Therapy Resource

Recognizing and Releasing Social Safety Behaviors

Understanding how subtle avoidance maintains social anxiety and prevents growth

AnxietyInfo SheetFree Resource

Safety behaviors are subtle, often automatic actions people use to manage anxiety in social situations without fully avoiding them. While they provide short-term relief, research consistently shows that safety behaviors maintain and strengthen social anxiety by preventing disconfirmation of feared outcomes (Clark & Wells, 1995; updated by McManus et al., 2022). When you use a safety behavior, you never learn that you could have handled the situation without it. Dropping safety behaviors is a central component of effective exposure therapy for social anxiety disorder (Wong & Rapee, 2023).

How Safety Behaviors Work

  • The avoidance trap Safety behaviors create a vicious cycle: you feel anxious, you use a safety behavior, anxiety decreases temporarily, and you attribute your survival to the safety behavior rather than your own capability. This reinforces the belief that the situation was genuinely dangerous and that you cannot cope without the behavior (Hofmann, 2021).Example: You get through a presentation by reading directly from notes. Afterward, you think, "That only went okay because I had my notes." You never learn you could speak more freely.
  • Subtle versus obvious avoidance Unlike full avoidance (skipping a party entirely), safety behaviors allow partial participation while secretly managing anxiety. This makes them harder to identify but no less harmful to long-term recovery.Example: Attending a dinner but sitting at the end of the table where fewer people will talk to you.
  • Unintended social consequences Many safety behaviors (avoiding eye contact, speaking softly, staying quiet) are perceived by others as disinterest, unfriendliness, or aloofness. This can lead to social rejection, which then confirms the anxious person's fears and deepens the cycle (Plasencia et al., 2022).

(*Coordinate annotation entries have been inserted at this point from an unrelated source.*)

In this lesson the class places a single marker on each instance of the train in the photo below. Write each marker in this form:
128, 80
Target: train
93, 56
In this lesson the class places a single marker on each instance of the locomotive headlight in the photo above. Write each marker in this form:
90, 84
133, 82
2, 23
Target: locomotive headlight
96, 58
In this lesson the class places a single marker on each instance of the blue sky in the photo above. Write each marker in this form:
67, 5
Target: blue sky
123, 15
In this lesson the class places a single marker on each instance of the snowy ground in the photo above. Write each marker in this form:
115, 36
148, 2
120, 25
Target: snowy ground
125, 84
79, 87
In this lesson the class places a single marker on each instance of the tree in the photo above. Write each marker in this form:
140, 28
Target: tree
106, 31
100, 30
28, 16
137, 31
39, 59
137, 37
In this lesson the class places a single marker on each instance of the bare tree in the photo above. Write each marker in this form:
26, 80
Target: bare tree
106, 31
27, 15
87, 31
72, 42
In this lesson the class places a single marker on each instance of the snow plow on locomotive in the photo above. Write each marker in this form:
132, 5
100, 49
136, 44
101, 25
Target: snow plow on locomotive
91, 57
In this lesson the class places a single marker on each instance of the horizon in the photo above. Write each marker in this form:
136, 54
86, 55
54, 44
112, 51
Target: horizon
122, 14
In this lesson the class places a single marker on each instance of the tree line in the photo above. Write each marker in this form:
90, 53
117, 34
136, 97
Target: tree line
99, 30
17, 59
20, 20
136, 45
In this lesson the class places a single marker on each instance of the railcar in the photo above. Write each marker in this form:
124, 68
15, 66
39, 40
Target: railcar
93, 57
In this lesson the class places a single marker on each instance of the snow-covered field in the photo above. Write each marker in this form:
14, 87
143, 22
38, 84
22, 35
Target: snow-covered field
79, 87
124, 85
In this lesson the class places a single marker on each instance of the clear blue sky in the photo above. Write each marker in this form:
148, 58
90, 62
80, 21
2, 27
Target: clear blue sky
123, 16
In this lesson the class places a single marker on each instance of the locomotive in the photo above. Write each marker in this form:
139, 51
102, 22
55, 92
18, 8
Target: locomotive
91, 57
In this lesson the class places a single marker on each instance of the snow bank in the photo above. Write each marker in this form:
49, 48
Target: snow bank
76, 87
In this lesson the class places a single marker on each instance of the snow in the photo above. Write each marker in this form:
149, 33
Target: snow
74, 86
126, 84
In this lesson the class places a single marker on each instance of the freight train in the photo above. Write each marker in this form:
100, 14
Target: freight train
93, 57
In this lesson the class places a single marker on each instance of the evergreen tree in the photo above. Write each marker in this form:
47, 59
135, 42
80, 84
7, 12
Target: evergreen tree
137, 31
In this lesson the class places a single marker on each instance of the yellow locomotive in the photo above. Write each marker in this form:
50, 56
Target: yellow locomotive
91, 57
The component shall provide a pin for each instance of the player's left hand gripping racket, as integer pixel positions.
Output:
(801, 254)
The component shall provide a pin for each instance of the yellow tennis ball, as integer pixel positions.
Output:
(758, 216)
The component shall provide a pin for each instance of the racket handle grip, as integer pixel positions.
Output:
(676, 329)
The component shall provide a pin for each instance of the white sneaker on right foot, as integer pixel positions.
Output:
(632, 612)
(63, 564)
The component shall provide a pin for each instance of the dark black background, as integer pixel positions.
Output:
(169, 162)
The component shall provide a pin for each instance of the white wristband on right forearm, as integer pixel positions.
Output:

Common Social Safety Behaviors

  • Verbal safety behaviors Speaking very softly or very quickly, over-rehearsing what to say, talking excessively to fill silences, avoiding questions, or giving vague answers to prevent self-disclosure.
  • Nonverbal safety behaviors Avoiding eye contact, holding arms stiffly to hide trembling, standing far from others, checking appearance repeatedly, or wearing heavy makeup to conceal blushing.
  • Avoidance within social settings Using a phone or other distractions to appear busy, leaving events early, avoiding eating or drinking in front of others, or positioning yourself at the periphery of groups.
  • Compensatory behaviors Using alcohol or substances before socializing, lying or exaggerating to appear more impressive, constantly seeking reassurance or approval, or caving to peer pressure to avoid conflict.

Identifying Your Own Safety Behaviors

  1. Recall a recent social situation where you felt anxious Choose a specific event and replay it in your mind. Notice what you did to manage your anxiety in the moment, beyond what the situation actually required.
  2. Ask yourself: What did I do to prevent the worst from happening? Safety behaviors are actions taken to prevent a feared outcome (being judged, embarrassing yourself, being rejected). If the answer involves doing something extra or avoiding something specific, it is likely a safety behavior.
  3. Consider: What would I have done differently if I had zero anxiety? The gap between how you behaved and how you would have behaved without anxiety often reveals your safety behaviors. This contrast is a powerful tool for building awareness.
  4. Rate the behavior's short-term and long-term effects Ask whether the behavior reduced anxiety in the moment (short-term gain) but prevented you from learning something new about yourself or the situation (long-term cost).

Gradually Dropping Safety Behaviors

  • Start with behavioral experiments Design a small test: enter a social situation and deliberately drop one safety behavior. Predict what will happen, then compare your prediction to the actual outcome. Most people find that the feared consequences are less severe or less likely than expected (McEvoy et al., 2022).Example: Prediction: "If I make eye contact, people will see how nervous I am." Experiment: Make eye contact for a full conversation. Outcome: No one commented on nervousness.
  • Use a hierarchy approach Rank your safety behaviors from easiest to hardest to drop. Begin with the least distressing one and work your way up as your confidence grows. This graduated approach aligns with standard exposure therapy protocols (Craske et al., 2022).
  • Track your progress Keep a brief log of which safety behavior you dropped, the situation, your anxiety level before and after, and what you learned. Written tracking consolidates new learning and builds motivation.
  • Practice self-compassion Dropping safety behaviors feels uncomfortable precisely because they have been protecting you. Acknowledge the courage it takes to face discomfort and treat setbacks as data, not failure (Neff & Germer, 2022).